Official Development Assistance (ODA)
Opening Remarks by H.E. Katsutoshi Kaneda
Senior Vice-Minister for Foreign Affairs of Japan
On the occasion of the Japan Education Forum III

February 9, 2006

Good Morning, distinguished guests, ladies and gentlemen,

My name is Katsutoshi Kaneda, Senior-Vice Minister for Foreign Affairs. On behalf of the Ministry of Foreign Affairs, it is my great pleasure to welcome all of you to the Third Japan Education Forum. I would particularly like to thank the speakers and panelists from Africa, Asia and UNESCO as well as from Japan for their participation.

Without doubt, education is the engine for national development, by fostering human resources equipped with a high level of learning and ability to flexibly respond to change.

Looking back, Japan has achieved development by promoting human resources development through education as the foundation of nation-building. After the Meiji Restoration about 140 years ago, Japan had managed to achieve modernization in a relatively short time by learning from the technologies and legal system in Europe and the United States. It is said that one of the major factors that contributed to such an achievement was the existence of a popular learning system called "terakoya" before the Meiji Restoration, providing basic skills among the common people such as reading, calculation and abacus. More recently, Japan's successful post-war reconstruction and rapid economic growth since 1945 was possible through investments in education.

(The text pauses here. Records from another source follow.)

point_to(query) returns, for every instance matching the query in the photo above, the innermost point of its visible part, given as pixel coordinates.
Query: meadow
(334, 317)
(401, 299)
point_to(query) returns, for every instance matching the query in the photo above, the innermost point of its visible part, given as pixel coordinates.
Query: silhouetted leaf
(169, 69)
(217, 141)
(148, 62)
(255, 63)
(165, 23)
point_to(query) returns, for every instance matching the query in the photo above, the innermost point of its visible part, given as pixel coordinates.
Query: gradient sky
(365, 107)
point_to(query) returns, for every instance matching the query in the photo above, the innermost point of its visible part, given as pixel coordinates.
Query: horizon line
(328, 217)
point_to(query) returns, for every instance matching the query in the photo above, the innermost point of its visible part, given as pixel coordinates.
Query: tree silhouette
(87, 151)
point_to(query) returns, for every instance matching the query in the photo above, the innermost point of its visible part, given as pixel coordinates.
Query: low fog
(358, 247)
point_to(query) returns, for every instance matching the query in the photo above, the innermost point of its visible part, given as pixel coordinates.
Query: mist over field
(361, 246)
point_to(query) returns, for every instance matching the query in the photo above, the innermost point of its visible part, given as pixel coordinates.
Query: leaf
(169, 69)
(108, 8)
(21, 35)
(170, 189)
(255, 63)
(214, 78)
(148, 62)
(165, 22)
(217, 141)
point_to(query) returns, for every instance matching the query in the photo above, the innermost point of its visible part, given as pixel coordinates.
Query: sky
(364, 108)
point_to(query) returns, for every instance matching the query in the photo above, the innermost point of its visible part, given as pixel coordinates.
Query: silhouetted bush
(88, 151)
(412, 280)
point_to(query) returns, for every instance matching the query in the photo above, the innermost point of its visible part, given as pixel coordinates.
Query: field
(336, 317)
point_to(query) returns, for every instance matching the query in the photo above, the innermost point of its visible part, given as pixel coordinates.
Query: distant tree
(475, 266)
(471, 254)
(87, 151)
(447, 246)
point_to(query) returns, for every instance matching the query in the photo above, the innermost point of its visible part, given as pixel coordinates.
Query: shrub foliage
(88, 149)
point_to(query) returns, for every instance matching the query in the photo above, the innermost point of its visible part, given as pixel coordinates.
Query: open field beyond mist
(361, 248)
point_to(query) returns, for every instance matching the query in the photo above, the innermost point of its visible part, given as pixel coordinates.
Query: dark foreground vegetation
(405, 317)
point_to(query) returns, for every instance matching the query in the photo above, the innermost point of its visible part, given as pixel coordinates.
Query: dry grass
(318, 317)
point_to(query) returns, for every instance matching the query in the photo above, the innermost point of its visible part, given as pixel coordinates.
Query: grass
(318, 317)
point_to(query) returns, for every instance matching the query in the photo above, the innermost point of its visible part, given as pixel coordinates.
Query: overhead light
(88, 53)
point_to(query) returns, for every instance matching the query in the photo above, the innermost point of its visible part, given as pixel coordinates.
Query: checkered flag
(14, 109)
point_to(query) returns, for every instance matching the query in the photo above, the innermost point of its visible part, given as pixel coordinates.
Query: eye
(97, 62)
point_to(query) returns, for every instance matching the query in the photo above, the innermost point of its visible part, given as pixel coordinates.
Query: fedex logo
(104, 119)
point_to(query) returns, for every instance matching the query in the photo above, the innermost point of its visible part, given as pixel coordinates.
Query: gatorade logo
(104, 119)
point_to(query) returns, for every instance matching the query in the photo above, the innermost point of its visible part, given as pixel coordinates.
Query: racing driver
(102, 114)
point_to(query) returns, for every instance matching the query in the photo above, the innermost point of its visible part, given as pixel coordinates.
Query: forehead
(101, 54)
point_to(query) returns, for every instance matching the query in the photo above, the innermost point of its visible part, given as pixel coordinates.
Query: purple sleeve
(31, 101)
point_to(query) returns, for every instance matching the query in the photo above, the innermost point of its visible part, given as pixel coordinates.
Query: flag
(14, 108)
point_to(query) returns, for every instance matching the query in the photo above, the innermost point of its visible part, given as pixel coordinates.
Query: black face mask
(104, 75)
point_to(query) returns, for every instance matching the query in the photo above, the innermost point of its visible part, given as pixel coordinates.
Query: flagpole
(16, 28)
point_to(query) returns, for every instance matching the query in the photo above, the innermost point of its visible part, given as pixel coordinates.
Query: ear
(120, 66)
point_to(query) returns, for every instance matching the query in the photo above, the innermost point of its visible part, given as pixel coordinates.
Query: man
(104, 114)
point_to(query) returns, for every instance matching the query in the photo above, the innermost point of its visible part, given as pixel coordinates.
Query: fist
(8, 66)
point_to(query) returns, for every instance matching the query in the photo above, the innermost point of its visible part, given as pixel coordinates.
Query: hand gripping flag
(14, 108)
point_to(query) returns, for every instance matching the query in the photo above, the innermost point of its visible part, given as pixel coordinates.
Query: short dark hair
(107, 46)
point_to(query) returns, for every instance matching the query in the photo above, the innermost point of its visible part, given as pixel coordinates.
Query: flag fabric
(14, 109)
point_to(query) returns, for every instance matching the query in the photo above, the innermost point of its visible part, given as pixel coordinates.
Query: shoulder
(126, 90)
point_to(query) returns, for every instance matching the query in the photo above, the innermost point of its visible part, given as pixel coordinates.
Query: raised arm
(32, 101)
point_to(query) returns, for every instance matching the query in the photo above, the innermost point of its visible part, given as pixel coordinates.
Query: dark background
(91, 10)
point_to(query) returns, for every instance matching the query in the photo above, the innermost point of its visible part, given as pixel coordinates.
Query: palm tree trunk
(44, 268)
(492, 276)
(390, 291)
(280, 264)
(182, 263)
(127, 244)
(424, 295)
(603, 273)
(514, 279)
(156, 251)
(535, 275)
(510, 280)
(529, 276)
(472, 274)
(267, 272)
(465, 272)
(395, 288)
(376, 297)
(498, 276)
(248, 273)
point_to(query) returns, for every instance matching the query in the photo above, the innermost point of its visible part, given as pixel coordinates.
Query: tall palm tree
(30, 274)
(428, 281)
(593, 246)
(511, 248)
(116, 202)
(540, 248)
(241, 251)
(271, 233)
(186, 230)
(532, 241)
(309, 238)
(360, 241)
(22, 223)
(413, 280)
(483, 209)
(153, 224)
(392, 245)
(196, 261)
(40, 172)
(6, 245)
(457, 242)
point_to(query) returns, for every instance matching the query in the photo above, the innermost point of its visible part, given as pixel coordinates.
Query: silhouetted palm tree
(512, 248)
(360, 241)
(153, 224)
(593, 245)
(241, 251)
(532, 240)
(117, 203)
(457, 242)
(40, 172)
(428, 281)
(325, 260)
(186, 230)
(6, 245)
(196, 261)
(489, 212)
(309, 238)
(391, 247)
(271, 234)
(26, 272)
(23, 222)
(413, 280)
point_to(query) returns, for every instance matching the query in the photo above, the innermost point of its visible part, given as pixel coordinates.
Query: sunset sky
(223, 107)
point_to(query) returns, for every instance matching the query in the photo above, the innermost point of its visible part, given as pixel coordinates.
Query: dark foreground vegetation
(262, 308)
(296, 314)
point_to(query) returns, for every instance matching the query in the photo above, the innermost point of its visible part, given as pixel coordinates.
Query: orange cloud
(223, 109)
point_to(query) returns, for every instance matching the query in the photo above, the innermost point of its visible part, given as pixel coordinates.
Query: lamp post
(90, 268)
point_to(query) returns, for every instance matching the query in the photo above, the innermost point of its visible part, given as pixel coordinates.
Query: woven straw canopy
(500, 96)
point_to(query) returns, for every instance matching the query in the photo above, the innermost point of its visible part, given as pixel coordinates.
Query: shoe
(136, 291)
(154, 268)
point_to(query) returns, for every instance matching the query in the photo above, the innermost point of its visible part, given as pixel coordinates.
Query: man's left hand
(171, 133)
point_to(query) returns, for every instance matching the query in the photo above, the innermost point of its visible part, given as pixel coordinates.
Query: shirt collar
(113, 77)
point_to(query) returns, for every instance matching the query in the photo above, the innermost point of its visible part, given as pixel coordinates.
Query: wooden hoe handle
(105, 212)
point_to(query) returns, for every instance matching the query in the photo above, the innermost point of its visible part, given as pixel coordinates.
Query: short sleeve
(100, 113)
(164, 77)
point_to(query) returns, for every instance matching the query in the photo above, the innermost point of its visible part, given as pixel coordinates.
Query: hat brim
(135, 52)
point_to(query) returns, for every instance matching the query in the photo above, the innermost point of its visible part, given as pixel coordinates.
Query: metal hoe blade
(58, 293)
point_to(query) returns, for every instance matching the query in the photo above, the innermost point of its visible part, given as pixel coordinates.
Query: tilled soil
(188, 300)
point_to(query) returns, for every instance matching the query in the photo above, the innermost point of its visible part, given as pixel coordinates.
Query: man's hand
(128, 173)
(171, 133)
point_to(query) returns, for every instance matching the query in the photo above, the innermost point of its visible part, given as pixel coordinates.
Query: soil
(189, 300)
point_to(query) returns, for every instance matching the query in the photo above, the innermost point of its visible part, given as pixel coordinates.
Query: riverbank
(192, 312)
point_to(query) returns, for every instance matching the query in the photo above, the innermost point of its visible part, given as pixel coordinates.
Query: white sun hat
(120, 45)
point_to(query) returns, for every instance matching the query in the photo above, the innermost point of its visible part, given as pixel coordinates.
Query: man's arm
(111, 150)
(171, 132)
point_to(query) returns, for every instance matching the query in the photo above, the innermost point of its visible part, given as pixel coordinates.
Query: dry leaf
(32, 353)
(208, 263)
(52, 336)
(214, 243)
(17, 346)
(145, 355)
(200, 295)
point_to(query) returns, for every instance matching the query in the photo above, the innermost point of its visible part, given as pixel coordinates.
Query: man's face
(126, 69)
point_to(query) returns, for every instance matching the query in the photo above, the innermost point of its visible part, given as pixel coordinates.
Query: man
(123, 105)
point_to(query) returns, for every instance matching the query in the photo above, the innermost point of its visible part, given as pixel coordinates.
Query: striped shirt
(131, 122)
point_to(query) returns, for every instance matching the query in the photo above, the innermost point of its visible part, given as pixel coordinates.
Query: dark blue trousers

Based on such experiences, Japan attaches importance to education in Official Development Assistance (ODA). Japan has actively been contributing to the realization of "Education for All" based on its "Basic Education for Growth Initiative (BEGIN)," which was announced at the G8 Kananaskis Summit in 2002. The three priority areas of BEGIN are access to education, quality of education and management of education. During the period between 2002 and 2004, Japan has provided approximately US$ 928 million in support of basic education in the developing countries.

The goals of "Education for All" include not only access to education but also providing quality education. It is very significant that the focus of this forum is the quality of teachers because, from Japan's own experience, learning outcomes of pupils depends to a large extent on the capacity of teachers.

It is my sincere hope that there will be active and fruitful discussion during the Forum, and moreover, that the participants can learn from each others' experiences.

I thank you for your kind attention.